Professors of social work at the University of Hawaiʻi at Mānoa are well accustomed to teaching their students about conflict resolution, the dynamics of family relationships, stress management, and the role of culture in well-being. Recently, Thompson School of Social Work & Public Health faculty shared their professional expertise with another group of people: Buddhist reverends.
“Buddhist reverends are spiritual care givers, and the training session helped us to learn more about interpersonal communication and intercultural communication so we could respond to the changing needs of our temple members in the COVID-19 pandemic,” said Reverend Blayne Higa, who leads training sessions for all reverends at Hawaiʻi‘s Hongwanji Missions.
The training with UH Mānoa social work faculty took place over two days for about 25 Buddhist reverends from all over Hawaiʻi. Discussions focused on how to listen to people and determine their readiness for change, and emphasized the importance of intervening early when problems arise.
“Social workers, too, are trained to see the fluidity of situations,” said Mike DeMattos, PhD, an assistant specialist with the Thompson School who co-led the training sessions with retired associate professor Paula Morelli, PhD. “When we work on our cases, we have to recognize that people’s lives are continually moving, and they are the products of their experiences.”
Social work parallels in Buddhism
In between the lectures, the reverends participated in activities. In one exercise, they worked with a partner and applied their listening skills, with the goal of making the other person feel heard and understood. In another, the reverends identified a situation in which they felt stressed, and evaluated strategies that lowered their stress level. They participated in reflections on their own life crises.

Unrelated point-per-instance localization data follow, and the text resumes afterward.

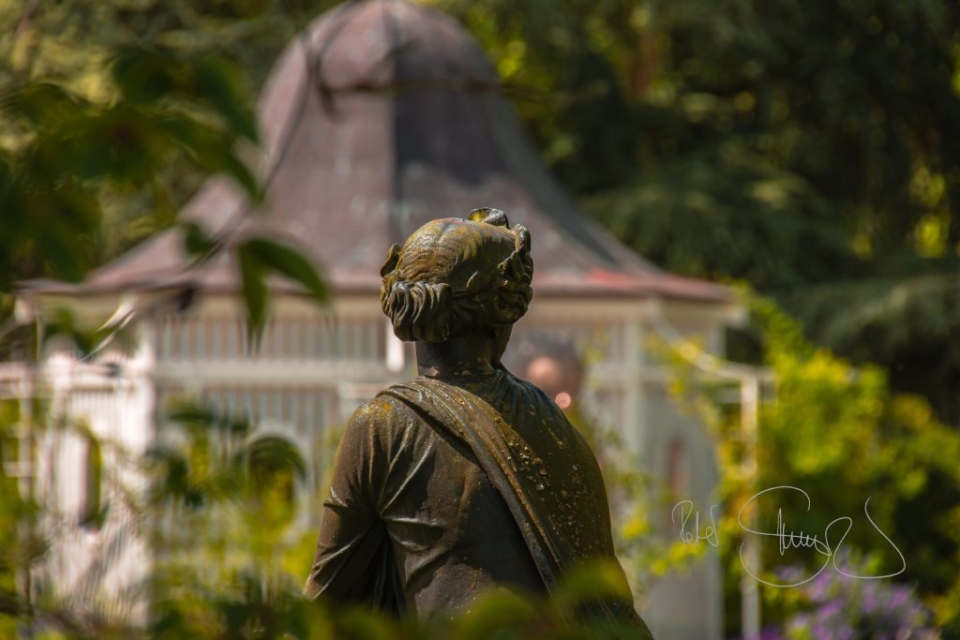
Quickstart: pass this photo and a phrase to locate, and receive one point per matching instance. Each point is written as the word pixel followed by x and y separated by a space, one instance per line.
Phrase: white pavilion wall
pixel 314 368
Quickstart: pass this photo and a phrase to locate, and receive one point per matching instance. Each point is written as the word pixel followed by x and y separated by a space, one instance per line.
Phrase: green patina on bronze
pixel 465 480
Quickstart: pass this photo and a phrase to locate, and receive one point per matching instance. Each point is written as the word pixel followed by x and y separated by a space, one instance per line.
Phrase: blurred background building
pixel 378 118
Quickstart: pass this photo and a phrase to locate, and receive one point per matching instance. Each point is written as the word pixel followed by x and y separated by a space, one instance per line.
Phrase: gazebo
pixel 381 116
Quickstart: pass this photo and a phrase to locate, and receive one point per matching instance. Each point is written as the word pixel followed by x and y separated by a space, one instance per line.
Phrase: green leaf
pixel 253 276
pixel 290 263
pixel 144 75
pixel 197 242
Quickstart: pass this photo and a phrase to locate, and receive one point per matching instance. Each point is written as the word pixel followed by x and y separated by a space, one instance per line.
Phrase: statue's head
pixel 456 277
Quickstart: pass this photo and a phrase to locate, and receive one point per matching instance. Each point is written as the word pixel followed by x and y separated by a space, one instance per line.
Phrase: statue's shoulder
pixel 382 411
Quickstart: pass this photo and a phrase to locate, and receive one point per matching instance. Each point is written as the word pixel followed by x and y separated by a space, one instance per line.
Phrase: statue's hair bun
pixel 419 310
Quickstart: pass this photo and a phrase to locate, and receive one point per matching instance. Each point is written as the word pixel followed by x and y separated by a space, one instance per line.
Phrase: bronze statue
pixel 466 479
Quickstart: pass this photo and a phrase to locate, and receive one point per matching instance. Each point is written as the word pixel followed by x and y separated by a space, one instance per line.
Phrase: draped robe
pixel 443 492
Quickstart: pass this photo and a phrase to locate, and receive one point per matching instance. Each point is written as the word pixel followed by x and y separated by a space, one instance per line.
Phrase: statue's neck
pixel 457 358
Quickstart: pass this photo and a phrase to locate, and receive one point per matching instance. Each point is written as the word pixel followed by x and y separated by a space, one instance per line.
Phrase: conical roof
pixel 381 116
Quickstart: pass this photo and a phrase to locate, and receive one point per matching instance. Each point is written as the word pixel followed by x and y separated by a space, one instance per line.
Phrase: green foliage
pixel 258 257
pixel 841 434
pixel 810 149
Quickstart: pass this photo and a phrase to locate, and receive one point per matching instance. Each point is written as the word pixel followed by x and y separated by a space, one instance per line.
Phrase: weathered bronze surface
pixel 466 479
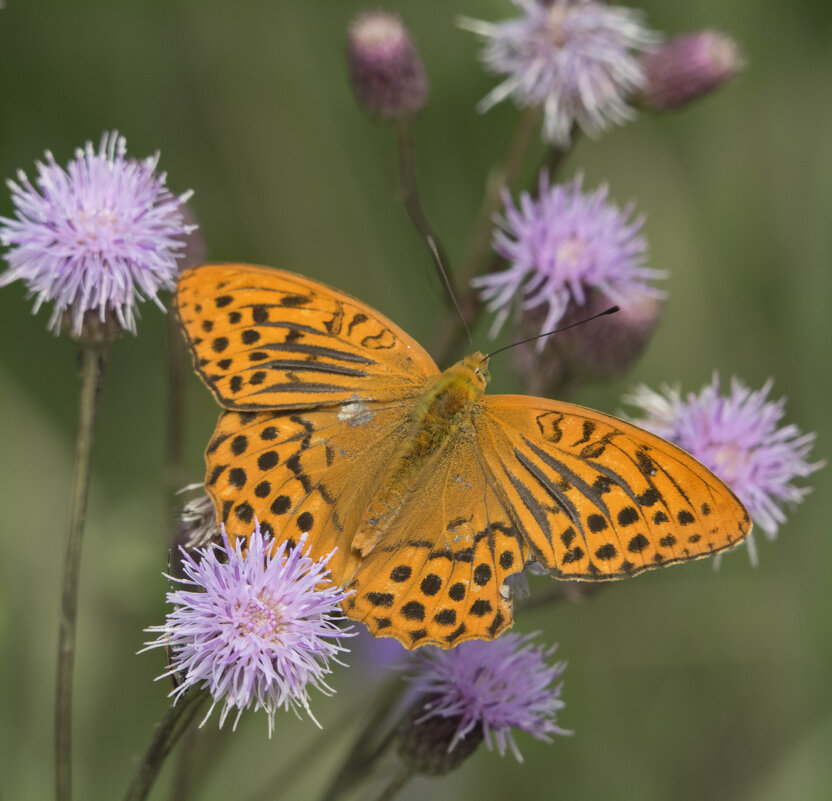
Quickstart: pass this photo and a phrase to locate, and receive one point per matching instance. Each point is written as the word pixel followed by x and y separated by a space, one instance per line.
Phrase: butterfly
pixel 339 428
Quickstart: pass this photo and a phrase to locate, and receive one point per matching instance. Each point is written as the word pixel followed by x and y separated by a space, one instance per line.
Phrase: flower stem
pixel 571 591
pixel 93 361
pixel 286 776
pixel 369 746
pixel 399 780
pixel 177 371
pixel 449 336
pixel 175 722
pixel 406 149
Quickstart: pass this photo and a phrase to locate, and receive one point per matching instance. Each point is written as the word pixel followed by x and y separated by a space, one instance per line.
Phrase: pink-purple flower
pixel 562 245
pixel 739 437
pixel 574 58
pixel 95 237
pixel 258 629
pixel 491 689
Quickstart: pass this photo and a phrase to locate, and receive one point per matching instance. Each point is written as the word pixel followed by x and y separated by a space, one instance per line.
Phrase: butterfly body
pixel 441 416
pixel 340 427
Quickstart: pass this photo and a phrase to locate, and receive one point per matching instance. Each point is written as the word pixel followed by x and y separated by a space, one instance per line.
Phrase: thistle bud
pixel 689 66
pixel 386 72
pixel 433 746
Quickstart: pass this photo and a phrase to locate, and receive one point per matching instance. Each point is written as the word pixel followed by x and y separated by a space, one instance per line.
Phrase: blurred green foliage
pixel 685 684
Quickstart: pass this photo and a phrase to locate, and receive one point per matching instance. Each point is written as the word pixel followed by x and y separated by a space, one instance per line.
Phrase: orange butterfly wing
pixel 439 577
pixel 598 498
pixel 269 339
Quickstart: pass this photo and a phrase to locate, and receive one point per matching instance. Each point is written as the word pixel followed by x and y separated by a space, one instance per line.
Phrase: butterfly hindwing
pixel 268 339
pixel 309 472
pixel 599 498
pixel 440 579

The central teachings of Buddhism align well with the tenets of social work, according to Higa. For example, Buddhism recognizes the value of harmony, and holds the view that all living things are interdependent and in balance with each other. This parallels the social work “systems” approach, which views every individual as both a product and producer of their history, family and culture.

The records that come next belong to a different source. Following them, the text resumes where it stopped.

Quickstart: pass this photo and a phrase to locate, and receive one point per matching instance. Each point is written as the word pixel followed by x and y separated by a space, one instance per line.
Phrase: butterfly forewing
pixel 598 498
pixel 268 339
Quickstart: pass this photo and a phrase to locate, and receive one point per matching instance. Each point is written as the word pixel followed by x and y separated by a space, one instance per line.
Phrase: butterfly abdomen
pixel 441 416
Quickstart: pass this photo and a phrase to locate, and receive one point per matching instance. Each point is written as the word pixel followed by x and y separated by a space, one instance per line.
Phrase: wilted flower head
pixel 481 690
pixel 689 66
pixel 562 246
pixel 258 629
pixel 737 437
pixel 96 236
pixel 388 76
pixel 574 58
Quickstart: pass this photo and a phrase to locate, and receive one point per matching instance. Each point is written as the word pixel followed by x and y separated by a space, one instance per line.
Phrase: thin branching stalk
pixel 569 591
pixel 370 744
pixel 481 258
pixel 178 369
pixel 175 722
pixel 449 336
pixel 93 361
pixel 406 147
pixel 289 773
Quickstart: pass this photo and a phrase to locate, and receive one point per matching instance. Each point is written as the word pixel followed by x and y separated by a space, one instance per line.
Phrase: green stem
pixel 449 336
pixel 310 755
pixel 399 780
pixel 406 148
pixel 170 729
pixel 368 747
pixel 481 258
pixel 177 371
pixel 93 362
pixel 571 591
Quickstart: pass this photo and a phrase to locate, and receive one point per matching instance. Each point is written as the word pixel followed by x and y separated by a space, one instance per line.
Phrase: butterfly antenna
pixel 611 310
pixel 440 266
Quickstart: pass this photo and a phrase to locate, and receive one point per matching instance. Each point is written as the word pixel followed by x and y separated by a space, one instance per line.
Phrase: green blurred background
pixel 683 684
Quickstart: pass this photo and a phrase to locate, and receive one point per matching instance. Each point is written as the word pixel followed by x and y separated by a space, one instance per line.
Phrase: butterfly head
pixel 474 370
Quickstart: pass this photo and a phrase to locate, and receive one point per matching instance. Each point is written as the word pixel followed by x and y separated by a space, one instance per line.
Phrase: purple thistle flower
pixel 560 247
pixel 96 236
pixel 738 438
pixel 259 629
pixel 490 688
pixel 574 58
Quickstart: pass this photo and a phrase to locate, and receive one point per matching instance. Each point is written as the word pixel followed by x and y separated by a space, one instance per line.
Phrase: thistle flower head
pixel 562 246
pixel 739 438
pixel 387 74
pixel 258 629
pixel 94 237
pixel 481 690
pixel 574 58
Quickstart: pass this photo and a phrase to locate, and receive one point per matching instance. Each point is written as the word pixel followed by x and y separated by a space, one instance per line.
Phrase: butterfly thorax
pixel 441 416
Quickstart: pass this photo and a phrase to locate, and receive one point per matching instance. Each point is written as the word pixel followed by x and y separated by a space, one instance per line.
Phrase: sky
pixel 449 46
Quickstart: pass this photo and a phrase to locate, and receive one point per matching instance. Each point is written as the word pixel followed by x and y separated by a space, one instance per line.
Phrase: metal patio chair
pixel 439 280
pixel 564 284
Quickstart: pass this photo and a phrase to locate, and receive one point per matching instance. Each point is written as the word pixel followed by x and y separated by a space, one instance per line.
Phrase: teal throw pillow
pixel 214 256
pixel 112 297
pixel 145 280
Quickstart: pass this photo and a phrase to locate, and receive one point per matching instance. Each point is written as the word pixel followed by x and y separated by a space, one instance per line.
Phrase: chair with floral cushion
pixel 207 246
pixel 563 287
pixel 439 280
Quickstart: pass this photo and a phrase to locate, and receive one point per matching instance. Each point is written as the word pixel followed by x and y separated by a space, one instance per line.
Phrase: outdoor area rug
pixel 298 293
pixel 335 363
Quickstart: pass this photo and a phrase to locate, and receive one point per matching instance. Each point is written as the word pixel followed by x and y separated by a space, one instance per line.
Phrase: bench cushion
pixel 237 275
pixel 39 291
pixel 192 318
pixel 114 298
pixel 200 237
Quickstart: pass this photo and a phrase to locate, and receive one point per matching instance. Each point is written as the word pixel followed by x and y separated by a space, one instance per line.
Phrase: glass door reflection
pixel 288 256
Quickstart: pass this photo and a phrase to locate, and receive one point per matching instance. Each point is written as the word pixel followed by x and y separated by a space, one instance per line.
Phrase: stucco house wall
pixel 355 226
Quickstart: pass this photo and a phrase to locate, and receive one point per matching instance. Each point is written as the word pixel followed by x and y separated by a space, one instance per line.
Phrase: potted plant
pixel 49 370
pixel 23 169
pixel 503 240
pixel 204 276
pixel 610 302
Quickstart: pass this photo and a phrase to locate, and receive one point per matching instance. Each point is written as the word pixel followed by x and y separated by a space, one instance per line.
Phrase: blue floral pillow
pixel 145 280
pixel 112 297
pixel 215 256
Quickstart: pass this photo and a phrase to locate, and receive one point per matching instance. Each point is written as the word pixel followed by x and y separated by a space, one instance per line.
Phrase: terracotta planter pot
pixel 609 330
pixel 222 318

Another fundamental principle of Buddhism is impermanency, or the idea that all things change over time. The training session allowed the reverends to apply this idea to family struggles.
“If we are in a state of conflict, and we recognize impermanency, then we realize this conflict won’t last forever and we can skillfully transform the conflict into a harmonious system,” said Higa.
DeMattos said he was impressed by how inquisitive the ministers were, and how much work they did to develop their skills and knowledge. “They were so caring towards their communities, and they felt so concerned for their temple members.”
“The training from the social work professors showed us the larger context in which we operate,” Higa added. “We left with a rich, powerful sense of place that informs who we are and our work with our communities.”
“Most people think of professors as only working in classrooms, but we also work hard to reach beyond the walls of academia,” DeMattos said. “We want to be there for our communities.”